Ceñidamente diré que el film trata sobre la Europa de 2024 donde ya no existen casi recursos y el continente- y el mundo intuyo- se ha convertido en un desolado paraje donde reina el monopolio y el control. Asemejada a
1984 de George Orwell con el ojo observador del gran hermano a cuestas, los habitantes también están controlados por cámaras, micrófonos y todo lo que se le parezca. Narrativamente el film deja un poco que desear, por momentos se hace pesado y lacónico y por otros apresurado y sucinto dando por sentado detalles que hubieran sido provechosos para desarrollar. No obstante, bajo mi humilde interpretación, es interesante ver cómo todo en conjunto podría ser una alegoría de lo que en su momento significó la Unión Europea para algunos. Y no es gratuito el detalle de que en el film la tecnología del monitorieo hubiese comenzado en el 1990. Un film que como dije, ante todo gusta por su aspecto visual aunque bien vale la pena verlo.

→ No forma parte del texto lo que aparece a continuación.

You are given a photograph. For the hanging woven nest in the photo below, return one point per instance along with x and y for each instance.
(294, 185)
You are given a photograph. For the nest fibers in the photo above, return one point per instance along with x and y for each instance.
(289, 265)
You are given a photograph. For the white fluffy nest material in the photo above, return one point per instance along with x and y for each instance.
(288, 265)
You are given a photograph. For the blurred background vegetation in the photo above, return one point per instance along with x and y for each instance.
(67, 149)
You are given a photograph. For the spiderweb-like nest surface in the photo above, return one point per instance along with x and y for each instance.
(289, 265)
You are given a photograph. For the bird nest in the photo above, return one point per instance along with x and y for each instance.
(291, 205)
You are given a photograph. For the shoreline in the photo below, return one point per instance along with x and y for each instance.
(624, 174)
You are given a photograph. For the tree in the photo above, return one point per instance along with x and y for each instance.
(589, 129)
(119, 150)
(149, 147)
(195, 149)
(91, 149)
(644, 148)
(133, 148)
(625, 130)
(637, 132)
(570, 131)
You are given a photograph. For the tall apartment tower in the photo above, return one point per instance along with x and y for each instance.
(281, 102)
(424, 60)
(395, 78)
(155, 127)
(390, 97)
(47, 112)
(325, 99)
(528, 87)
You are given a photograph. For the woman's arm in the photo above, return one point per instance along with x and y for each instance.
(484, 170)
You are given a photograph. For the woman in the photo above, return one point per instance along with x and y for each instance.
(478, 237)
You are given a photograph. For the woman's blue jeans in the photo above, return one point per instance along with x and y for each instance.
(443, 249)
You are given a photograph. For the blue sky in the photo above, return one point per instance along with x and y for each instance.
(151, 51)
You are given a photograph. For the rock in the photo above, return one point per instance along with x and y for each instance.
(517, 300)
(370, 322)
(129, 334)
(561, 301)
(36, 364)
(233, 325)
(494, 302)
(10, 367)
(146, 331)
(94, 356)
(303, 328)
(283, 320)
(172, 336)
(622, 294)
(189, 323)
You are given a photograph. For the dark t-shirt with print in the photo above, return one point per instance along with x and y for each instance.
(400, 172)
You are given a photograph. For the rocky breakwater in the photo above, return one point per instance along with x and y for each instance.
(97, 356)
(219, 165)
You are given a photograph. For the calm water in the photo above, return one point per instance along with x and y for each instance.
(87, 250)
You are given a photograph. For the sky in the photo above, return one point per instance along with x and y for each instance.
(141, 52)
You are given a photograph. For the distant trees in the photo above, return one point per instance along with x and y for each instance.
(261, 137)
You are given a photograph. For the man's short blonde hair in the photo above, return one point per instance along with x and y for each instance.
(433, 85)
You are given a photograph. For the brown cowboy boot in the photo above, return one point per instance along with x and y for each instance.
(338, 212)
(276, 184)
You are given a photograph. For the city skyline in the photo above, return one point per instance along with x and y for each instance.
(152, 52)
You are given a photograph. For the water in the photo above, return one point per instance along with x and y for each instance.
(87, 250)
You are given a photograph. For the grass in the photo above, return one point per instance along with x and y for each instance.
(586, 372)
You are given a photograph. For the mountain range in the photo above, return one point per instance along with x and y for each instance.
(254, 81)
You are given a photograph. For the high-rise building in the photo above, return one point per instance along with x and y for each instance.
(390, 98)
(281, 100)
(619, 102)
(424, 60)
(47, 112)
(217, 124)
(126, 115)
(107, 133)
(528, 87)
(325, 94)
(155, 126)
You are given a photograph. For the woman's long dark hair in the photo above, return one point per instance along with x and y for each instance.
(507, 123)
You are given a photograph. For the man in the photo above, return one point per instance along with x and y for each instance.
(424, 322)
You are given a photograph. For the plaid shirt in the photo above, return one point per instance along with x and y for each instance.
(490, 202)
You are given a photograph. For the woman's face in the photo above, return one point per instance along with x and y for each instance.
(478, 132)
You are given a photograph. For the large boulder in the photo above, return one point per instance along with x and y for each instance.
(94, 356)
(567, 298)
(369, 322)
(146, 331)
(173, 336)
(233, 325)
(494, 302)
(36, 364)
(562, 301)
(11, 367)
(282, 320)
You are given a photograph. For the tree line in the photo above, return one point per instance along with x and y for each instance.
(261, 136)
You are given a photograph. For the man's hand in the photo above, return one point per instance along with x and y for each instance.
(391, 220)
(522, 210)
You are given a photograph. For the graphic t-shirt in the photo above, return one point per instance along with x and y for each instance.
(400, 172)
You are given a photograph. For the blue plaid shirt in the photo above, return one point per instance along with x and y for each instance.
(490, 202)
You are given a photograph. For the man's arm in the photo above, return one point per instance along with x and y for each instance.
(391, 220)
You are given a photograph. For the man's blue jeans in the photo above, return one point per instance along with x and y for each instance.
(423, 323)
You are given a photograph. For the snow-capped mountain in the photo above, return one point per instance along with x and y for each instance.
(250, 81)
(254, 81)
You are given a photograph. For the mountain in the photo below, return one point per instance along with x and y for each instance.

En el Festival internacional de Venecia de 2009, este film ganó el premio "
Future Film festival Digital Award" por
ir en perfecta armonía con la historia. Y los comentarios de la prensa destacaban el trabajo de
Hultamn como si Kafka hubiese pintado la última cena con una ametralladora. Es que estilísticamente podríamos encontrar muchas similitudes, aun cuando se dice que su trabajo para el film estuvo inspirado en las obras de Terry Guilliam, Roy Andersson y Yuri Norshteyn.
Con un trabajo de casi 4 años, algunos personajes se crearon partiendo de gente común, de la

calle, como por ejemplo Roger, el protagonista, quien es el chef de uno de los restaurantes de Estocolmo donde solía comer el equipo técnico o Nina, el personaje femenino, hallada en un puesto de maquillaje de un centro comercial. Las fotos tomadas de cada uno de los personajes fueron alteradas con el Photoshop para darle un estilo particular: cabeza grande, ojos saltones, etc y posteriormente animadas con el Adobe After Effects. Las voces de los personajes cuentan con la participación de
Vicent Gallo, Julliete Lewis y
Alexander Skarsgard, el seductor vampiro de True Blood, Eric, entre otros.
Una especie de mezcla, entonces, entre stop motion y collage artístico que otorga al film una estética hiperrealista fenomenal acompañada de una muy buena fotografía- gracias a
Sesse Lind- y una música acertadísima, obra de
Kristian Bjureby.
En este sentido es asombroso comparar este laborioso trabajo de arte con los personajes cuyos rostros sí fueron tomados de los propios actores para valorar mejor las transformaciones logradas. Veamos por ejemplo a Stefan en la piel de Alexander Skarsgard y al monopólico Ivan Bahn en la de Udo Kier:




En cuanto a los escenarios en los que transcurre la historia, no podría responder mejor a ese ambiente gris donde todos se mueven en masas. Realmente obscura y por momentos asfixiante no presenta momentos de demasiada luminosidad y la ciudad es un conjunto de edificios viejos y derruidos y grises siempre bajo un cielo encapotado que lo oscurece todo aun más. La historia apunta a una Europa toda interconectada por líneas de subterráneo por lo que mitad del film tiene la excusa perfecta para ser aún más lúgubre y desolado.



Esta es una de las películas en las que si bien se habla de su director, Saleh, gratamente el nombre de Hultman no pasará inadvertido gracias a su influjo visual. Un graduado en comunicación visual y ex artista del grafitti que mucho demuestra en este film su creatividad. Asique ya saben, si quieren disfrutar de algo original desde lo visual, no pueden perderse Metropía.